Betancourt et al. (2005) showed that the purpose of cultural competence was to develop a system with the capacity to provide the best quality of health care to a patient population, irrespective of ethnicity, language or race. In 2004, Leishman (2004) conducted an interesting study on the cultural competence of nurses in Scotland. The findings revealed a lack of knowledge and understanding regarding the diverse cultural groups of the population they served and were used to develop a nursing education framework that involved the concept of cultural competence (Leishman, 2004). Singh et al. (2017) conducted a study in 2017 to assess the perception of cross-cultural training among Canadian residents in graduate medical school and found that this aspect of training was only undertaken by residents in the fields of psychiatry and family medicine. Even the residents remarked that there was no formal evaluation for this training, showing how little attention is accorded to cultural competence in healthcare education.

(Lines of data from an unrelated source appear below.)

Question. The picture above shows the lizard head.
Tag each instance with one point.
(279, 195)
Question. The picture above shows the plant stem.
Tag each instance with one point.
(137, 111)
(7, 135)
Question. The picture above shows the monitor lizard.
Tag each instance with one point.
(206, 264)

Cross-country migration has been on the increase, and several countries, like Canada and the United States, as examples, have continued to witness an unprecedented rise in the number of immigrants, which is affecting immigration policies and immigrant health. This invariably means a culturally diverse population requiring a proportionate response from those involved in public health leadership. This international comparison provides useful and salient understanding of how health systems require their leaders to understand and respond to cultural change in countries populations. Cultural competence is an emerging aspect of leadership that must be inculcated in competency-based education of healthcare professionals globally. This can have the greatest impact on the development of well-rounded public health leaders.
Strengths and Limitations of the Study
Few studies have been carried out in Nigeria to assess leadership competencies, and our study employed a robust and standardised leadership competency questionnaire. The competency statements used for evaluation in this study highlighted many key areas that have been silent in previous studies. The results from this study can be used to identify key areas for development of public health professionals and can even help in the formulation of a new hypothesis for further research. Leaders from the organisation studied operate across various parts and domains of the public health system in Nigeria. Those surveyed provide an effective range of information, given their background, role and function, to make the important and interesting findings from this study useful to public health professionals across the country.

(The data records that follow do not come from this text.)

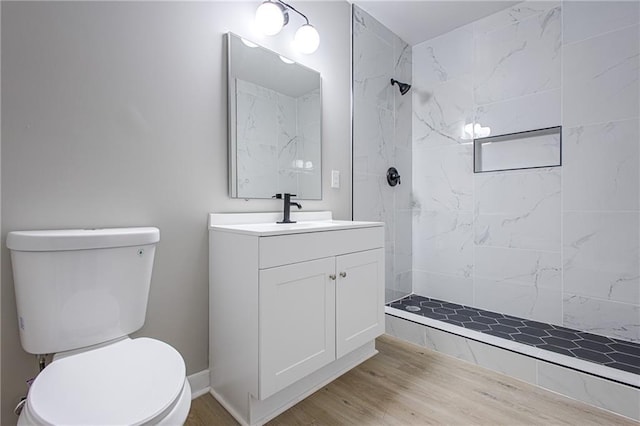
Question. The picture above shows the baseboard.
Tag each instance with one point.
(199, 383)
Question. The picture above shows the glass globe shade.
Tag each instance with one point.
(306, 39)
(270, 18)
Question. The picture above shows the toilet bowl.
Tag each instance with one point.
(80, 293)
(128, 382)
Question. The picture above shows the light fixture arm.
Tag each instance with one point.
(288, 6)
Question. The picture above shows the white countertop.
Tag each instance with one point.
(264, 224)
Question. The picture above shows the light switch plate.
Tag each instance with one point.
(335, 178)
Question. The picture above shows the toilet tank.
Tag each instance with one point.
(80, 287)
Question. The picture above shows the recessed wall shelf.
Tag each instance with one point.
(522, 150)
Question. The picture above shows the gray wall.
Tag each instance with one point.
(381, 139)
(114, 114)
(558, 245)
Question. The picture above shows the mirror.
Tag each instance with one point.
(274, 124)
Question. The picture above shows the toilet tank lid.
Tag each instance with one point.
(81, 239)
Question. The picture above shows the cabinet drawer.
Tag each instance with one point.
(293, 248)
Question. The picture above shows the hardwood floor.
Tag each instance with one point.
(409, 385)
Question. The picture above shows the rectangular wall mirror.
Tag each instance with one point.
(274, 124)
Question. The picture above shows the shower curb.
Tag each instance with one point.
(619, 394)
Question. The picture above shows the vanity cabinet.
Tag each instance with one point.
(292, 307)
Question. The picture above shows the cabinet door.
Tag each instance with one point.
(297, 322)
(359, 299)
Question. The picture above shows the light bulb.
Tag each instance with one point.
(306, 39)
(248, 43)
(286, 60)
(270, 18)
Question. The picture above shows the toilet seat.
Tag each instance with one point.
(129, 382)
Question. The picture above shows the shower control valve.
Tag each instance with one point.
(393, 177)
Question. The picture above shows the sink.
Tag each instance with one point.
(264, 224)
(289, 227)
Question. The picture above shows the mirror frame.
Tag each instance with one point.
(232, 116)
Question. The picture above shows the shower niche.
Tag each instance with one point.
(514, 151)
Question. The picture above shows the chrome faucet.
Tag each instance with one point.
(287, 206)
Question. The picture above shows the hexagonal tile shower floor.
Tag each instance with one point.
(614, 353)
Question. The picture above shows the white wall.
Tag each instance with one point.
(558, 245)
(114, 114)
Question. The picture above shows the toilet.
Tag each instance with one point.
(79, 294)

Conclusive data on the number of public health professionals working in Nigeria were unavailable. Therefore, these results can only represent the research participants in the organisation included in this study, not an overall target population. However, the results can be used as a projection of the leadership competency level of a significant cohort of public health professionals in Nigeria.
Conclusion
Public health professionals from the organisation in this study highly rated their current competencies in the domains of ‘ethics and professionalism’ and ‘collaborative leadership: building and leading interdisciplinary teams’. Respondents also reported that the competencies in these domains were the most important for their job positions, as they were evaluated highly in the required level of competence. Findings from this study also showed that the respondents rated their existing leadership competencies significantly lower than those required for optimal performance in their jobs. This signals a need for expediting continuous learning and professional development. These results can be used as a projection of the leadership competence levels of public health professionals in Nigeria.
Footnotes
Declaration of Conflicting Interests
The authors declared no potential conflicts of interest with respect to the research, authorship and/or publication of this article.
Funding
The authors received no financial support for the research, authorship and/or publication of this article.